Home
Unchained
Engineering Blog

This Shit Is Hard: Vulnerability Scanner Integration

Jason Hall, Principal Software Engineer, and Dan Luhring, Staff Software Engineer

In our first This Shit is Hard post, we walked through what we call the Chainguard Factory — what it takes for Chainguard to keep the stream of packages and images flowing smoothly into customers' environments, touching on the infrastructure and teams we've built to make that possible.


In this installment of "This Shit Is Hard," we wanted to talk a bit about what it takes to be confident that the software we're shipping to customers is not only as close to "CVE-free" as possible, but also that customers' supported scanners will accurately report our images as CVE-free when they are. We’re in the business of building trusted open source software, so this can’t be understated.


It turns out to be harder than you might think, especially if you want to do it right – like we do!


Scanners


Movie poster depicting a zombie with red text that reads, "Scanners".

Before we can talk about how Chainguard integrates with vulnerability scanners, let's start with what a scanner does.


At a very high level, a vulnerability scanner parses some software artifact (a compiled ELF executable, a JAR file, a Python wheel, an APK package, an OCI container image, etc., often a nesting doll of many different packaging formats) to find clues about what software is included in that artifact.

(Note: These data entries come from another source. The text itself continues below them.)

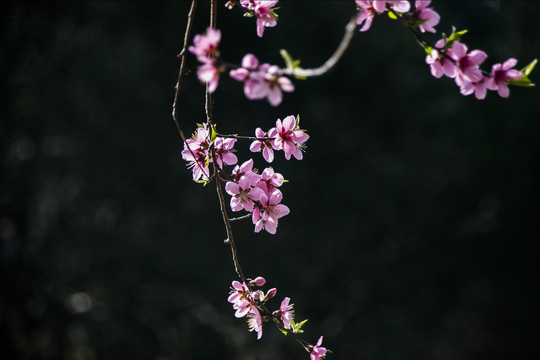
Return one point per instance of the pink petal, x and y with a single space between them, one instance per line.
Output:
275 96
289 123
232 188
508 64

For example, by default, compiled Go programs include information embedded in their ELF structure that lists the Go modules and versions that the package depends on. A scanner might parse this ELF structure, determine it's a Go program, and read the module dependencies to see that the program depends on some particular version of some Go module. This step may also gather information about what compiler or tooling was used to build the artifact, in case that's relevant.

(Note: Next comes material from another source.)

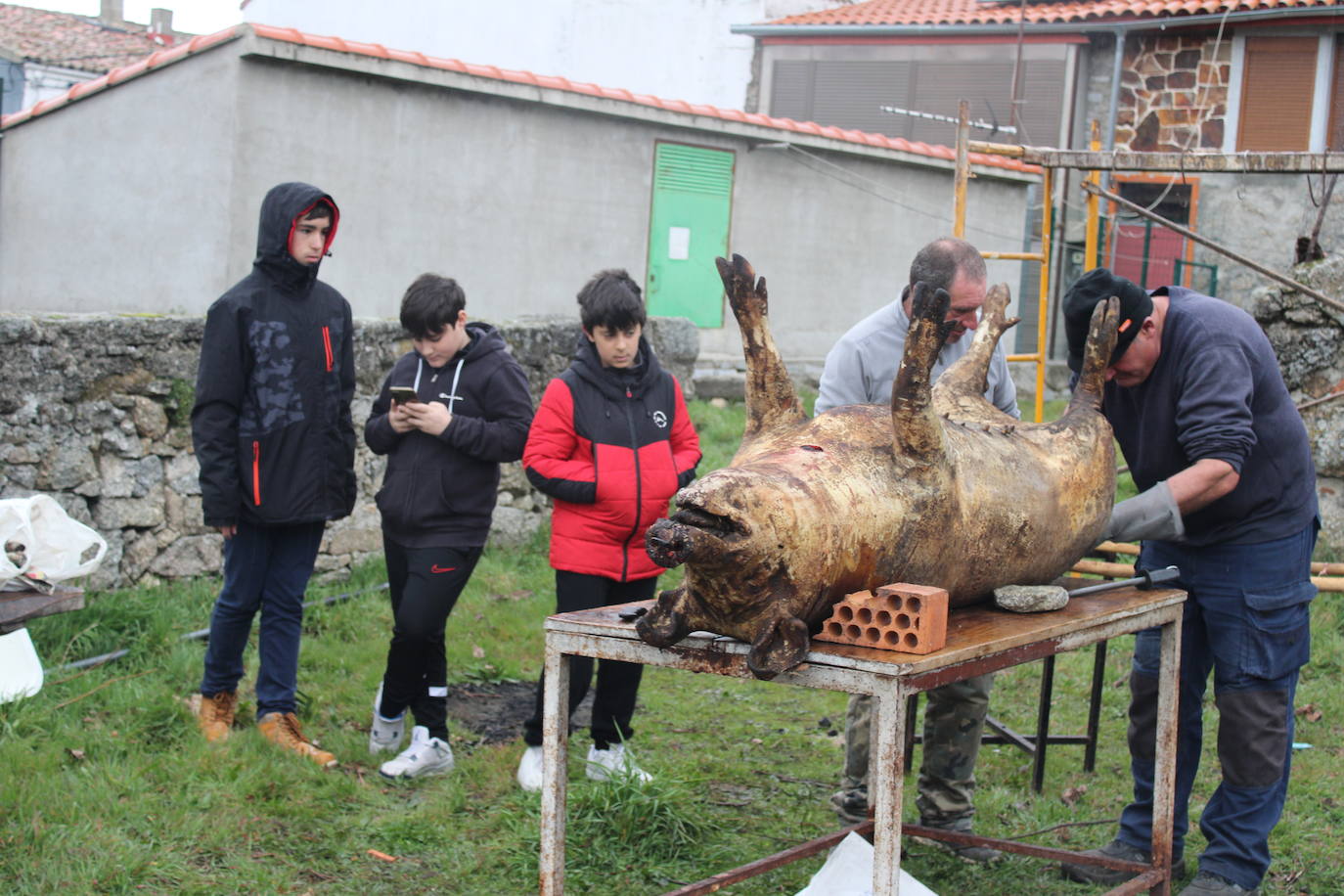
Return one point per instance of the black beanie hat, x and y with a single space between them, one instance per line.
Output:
1082 297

Next, after the scanner has collected all it can about what software is included in the artifact, it matches those packages and versions against a database of known vulnerable packages and versions. The most common source of information about known vulnerable packages is the National Vulnerability Database, but there are plenty of other databases, and some scanners also have proprietary, curated databases of known vulnerabilities.


Using our Go program example, the scanner may find that the program depends on golang.org/x/net/html at version v0.31.0, and match that against its database of known vulnerabilities. It will find that version of that module was vulnerable to CVE-2024-45338, a relatively innocuous ReDoS attack which was fixed in v0.33.0 and above.

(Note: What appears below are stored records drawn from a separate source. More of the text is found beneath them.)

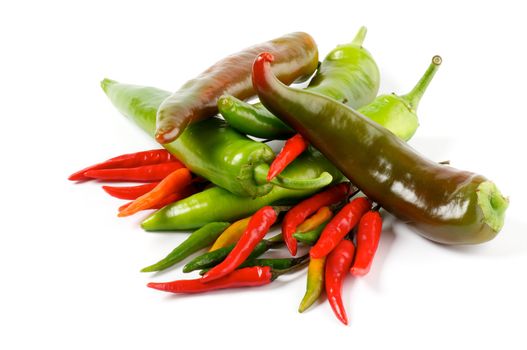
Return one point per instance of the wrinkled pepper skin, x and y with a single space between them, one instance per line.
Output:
347 74
446 205
218 204
296 57
209 148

By the way, to make matters more confusing, CVE-2024-45338 is also tracked in Go's vulnerability database as GO-2024-3333 and in GitHub's advisory database as GHSA-w32m-9786-jp63. It may go by other IDs in other systems, but they're all the same underlying vulnerability.


There's a third step after finding and matching, where if the scanner can determine that the package came from a known distro (like Chainguard), it will consult that distro's list of known security advisories. This gives distros an opportunity to enrich the scanner's findings with more context, for example to say:


  • We acknowledge the vulnerability is present; we're investigating.

  • The vulnerable code is present, but can't be fixed without the upstream project taking some action :(

  • The vulnerability has been fixed, and should no longer be reported.

  • We determined the vulnerable code could not be exploited in the artifact — this might happen when a vulnerability only affects software running on Windows, and since Chainguard doesn't build software for Windows (yet???), we know that none of our artifacts include the vulnerable code.


Those last two are really important, since they have the effect of hiding vulnerabilities in supported scanners, so they're the main mechanism a distro has to suppress false-positive vulnerabilities in scanner output. This is how distros ensure a high signal-to-noise ratio, which is kind of our whole thing.


Scanners and distros have a few different formats for expressing this additional context. Chainguard generates both an Alpine-style security.json file, and added support for the common OSV format about a year ago. We maintain separate security.json feeds for free packages in Wolfi and for private packages available to Chainguard customers, and one unified OSV feed. You can see these advisories in our Console, or on OSV.dev.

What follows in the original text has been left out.